Country by Country Reporting: Corporate Friend or Foe?

Published on Tue, 02/08/2016 - 12:51

Jonathan Blackhurst
Head of Risk Management at Capita, member of AIRMIC

Less than a week after the historic Brexit vote, on Tuesday June 28th, ECIIA and FERMA held a joint working breakfast in the European Parliament entitled County-By-Country Reporting: From Risk to Opportunities. With Europe at the early stage of their reaction to the vote, and the atmosphere at the Parliament highly charged, I was the only British representative on the panel. Oh, and England had lost to Iceland the previous night.

When we got down to the topic at hand, the overriding message from the morning was that risk managers have a vital role to play in ensuring that future financial transparency standards are understood and implemented. There was a similarly strong belief that with an informed risk based approach to embedding the requirements into the strategy of large corporates it could in fact become a competitive advantage.

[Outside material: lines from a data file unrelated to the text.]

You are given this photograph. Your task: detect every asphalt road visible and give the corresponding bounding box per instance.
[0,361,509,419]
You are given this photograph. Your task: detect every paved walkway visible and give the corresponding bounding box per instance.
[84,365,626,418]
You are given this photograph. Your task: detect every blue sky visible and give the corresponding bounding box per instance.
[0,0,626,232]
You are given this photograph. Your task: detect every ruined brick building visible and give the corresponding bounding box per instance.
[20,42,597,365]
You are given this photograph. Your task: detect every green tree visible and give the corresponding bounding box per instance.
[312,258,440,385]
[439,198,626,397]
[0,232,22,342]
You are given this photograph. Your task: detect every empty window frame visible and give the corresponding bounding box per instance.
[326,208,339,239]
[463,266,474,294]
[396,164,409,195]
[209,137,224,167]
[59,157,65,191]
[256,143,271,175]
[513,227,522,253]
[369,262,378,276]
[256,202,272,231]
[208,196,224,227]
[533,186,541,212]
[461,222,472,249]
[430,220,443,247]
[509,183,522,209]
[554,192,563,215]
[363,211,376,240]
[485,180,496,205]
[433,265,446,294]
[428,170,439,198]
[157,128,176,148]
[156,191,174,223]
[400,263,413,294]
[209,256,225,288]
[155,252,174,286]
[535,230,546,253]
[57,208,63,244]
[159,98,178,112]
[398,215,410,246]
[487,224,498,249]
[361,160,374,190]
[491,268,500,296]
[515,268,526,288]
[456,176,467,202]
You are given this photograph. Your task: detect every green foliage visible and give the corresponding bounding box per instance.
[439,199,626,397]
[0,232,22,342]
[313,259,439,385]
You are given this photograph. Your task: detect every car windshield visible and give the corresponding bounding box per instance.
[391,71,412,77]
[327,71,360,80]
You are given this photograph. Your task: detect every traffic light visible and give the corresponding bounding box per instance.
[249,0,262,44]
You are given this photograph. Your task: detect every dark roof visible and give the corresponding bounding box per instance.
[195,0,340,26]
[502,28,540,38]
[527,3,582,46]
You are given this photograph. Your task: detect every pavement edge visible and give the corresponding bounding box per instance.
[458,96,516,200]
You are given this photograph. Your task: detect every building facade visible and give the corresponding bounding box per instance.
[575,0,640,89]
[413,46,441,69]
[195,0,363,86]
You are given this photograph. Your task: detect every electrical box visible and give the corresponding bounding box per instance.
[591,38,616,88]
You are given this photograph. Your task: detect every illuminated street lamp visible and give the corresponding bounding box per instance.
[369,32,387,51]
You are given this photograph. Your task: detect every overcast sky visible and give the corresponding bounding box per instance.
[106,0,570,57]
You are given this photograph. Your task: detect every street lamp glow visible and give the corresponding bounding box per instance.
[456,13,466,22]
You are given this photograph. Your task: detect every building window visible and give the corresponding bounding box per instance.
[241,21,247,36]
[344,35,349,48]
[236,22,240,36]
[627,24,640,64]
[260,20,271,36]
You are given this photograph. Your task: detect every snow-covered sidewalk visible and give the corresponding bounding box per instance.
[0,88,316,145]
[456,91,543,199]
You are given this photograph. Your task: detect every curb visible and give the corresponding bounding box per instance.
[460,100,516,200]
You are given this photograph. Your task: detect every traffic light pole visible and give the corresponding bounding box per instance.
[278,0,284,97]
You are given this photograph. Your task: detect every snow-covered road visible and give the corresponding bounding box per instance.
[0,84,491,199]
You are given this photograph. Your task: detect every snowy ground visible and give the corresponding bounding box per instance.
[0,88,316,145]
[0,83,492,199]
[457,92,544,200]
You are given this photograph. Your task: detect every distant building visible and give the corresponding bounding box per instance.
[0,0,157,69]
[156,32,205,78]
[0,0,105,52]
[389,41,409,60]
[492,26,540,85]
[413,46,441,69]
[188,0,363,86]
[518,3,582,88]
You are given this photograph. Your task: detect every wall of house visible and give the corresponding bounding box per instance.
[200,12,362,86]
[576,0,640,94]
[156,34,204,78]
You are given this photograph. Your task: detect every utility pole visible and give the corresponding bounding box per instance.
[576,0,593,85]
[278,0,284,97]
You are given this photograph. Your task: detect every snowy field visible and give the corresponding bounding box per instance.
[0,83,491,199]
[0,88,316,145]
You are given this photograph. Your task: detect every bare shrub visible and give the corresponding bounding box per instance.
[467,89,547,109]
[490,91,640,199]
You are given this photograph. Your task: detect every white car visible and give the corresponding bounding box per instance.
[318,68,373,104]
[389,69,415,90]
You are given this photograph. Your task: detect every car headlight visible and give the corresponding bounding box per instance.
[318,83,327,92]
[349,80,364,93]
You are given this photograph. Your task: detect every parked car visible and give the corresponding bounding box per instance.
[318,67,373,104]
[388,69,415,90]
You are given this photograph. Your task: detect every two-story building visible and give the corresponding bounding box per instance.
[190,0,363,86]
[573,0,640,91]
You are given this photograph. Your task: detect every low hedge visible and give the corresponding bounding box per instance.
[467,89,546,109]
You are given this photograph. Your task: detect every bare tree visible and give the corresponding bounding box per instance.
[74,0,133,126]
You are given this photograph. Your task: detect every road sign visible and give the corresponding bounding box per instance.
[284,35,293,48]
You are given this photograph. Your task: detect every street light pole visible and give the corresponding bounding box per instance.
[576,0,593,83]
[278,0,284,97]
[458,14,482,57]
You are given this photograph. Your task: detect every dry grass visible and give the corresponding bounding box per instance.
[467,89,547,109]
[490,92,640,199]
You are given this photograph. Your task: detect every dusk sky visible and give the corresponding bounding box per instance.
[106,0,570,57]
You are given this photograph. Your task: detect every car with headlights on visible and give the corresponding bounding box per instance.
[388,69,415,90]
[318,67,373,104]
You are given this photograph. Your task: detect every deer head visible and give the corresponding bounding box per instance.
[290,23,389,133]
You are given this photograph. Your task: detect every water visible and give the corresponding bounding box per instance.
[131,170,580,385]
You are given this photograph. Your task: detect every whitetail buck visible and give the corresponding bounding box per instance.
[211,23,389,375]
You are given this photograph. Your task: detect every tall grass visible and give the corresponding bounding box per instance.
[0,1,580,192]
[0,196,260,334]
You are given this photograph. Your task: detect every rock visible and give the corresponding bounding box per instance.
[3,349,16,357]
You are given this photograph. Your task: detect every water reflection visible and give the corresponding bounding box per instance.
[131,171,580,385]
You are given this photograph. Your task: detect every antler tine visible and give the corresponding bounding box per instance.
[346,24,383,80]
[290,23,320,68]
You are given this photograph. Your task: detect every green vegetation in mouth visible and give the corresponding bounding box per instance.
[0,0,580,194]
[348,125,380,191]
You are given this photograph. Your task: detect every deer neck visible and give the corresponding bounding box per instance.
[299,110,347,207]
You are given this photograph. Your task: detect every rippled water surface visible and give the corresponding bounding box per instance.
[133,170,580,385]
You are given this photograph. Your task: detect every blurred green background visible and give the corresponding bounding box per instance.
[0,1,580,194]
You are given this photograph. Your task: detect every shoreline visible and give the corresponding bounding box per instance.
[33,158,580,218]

Just one of a long list of examples of the expanding role of risk management, the country by country proposals emphasise the need for the risk manager to evolve at a somewhat rapid pace. The potential effects of country by county reporting will expose businesses to new and less clear cut areas of risk. For example concerns directly associated with the accuracy of reporting will be coupled with the need for significant governance and scrutiny of the processes being followed; new types of reputational exposure are sure to emerge; there could be unknown business model and market sector impact; and new risks around corporate conduct will surface. The accuracy of financial disclosure could also be a vulnerability for the company if an understanding of the context and details of the full spectrum of the organisations value chain is overlooked, misunderstood or misrepresented. It is clear that these grey areas will need a risk minded approach in order to conform, but does an organisation work to simply comply with the new rules? Or can organisations astutely use their new responsibilities to their advantage and use the reporting to increase positive public perception and confidence? Either way it is likely that to support the business, risk will increasingly need to reach outside its comfort zone.

The corporate soul searching necessary to determine the right attitude towards disclosure and compliance will require healthy confrontation in order to find the appropriate level of transparency that assures stakeholder that the company is following the rules as written and as intended: the letter and the spirit of the law. Loopholes that will undoubtedly materialise and be exploited will require internal governance from the legal risk vs. social citizenship perspective. The relationship between businesses and the public, often conducted via the media, will require careful risk management to ensure the information disclosed is not misinterpreted.

Whilst the transparency principles of country by country reporting are not completely new, the uncertainty this level of expectation brings is. And, as we’ve seen recently, the one thing markets fear is uncertainty. It is still not clear how information will be formally scrutinised and therefore little insight for companies working to meet the requirements; there is no information over how the principle of “fair” tax payments will be defined by each authority; there is also a fear that these new disclosures will turn all city analysts, investors, commentators, journalists and the every-day public into tax experts. These and other areas will certainly form a lot of the ongoing consultation with the Commission on the country by country proposals, but what we do already know is that this will result in a new collective responsibility across an organisation for ensuring compliance with these obligations.

Going forward I will be part of the working party providing further analysis, discussion and consultation with the European Parliament. What is clear to me so far is that it is paramount risk managers step up and adapt, acquiring knowledge and staying alert to categories of risk that have traditionally been outside our domain: we must move from ‘facilitator’ to ‘principal advisor’.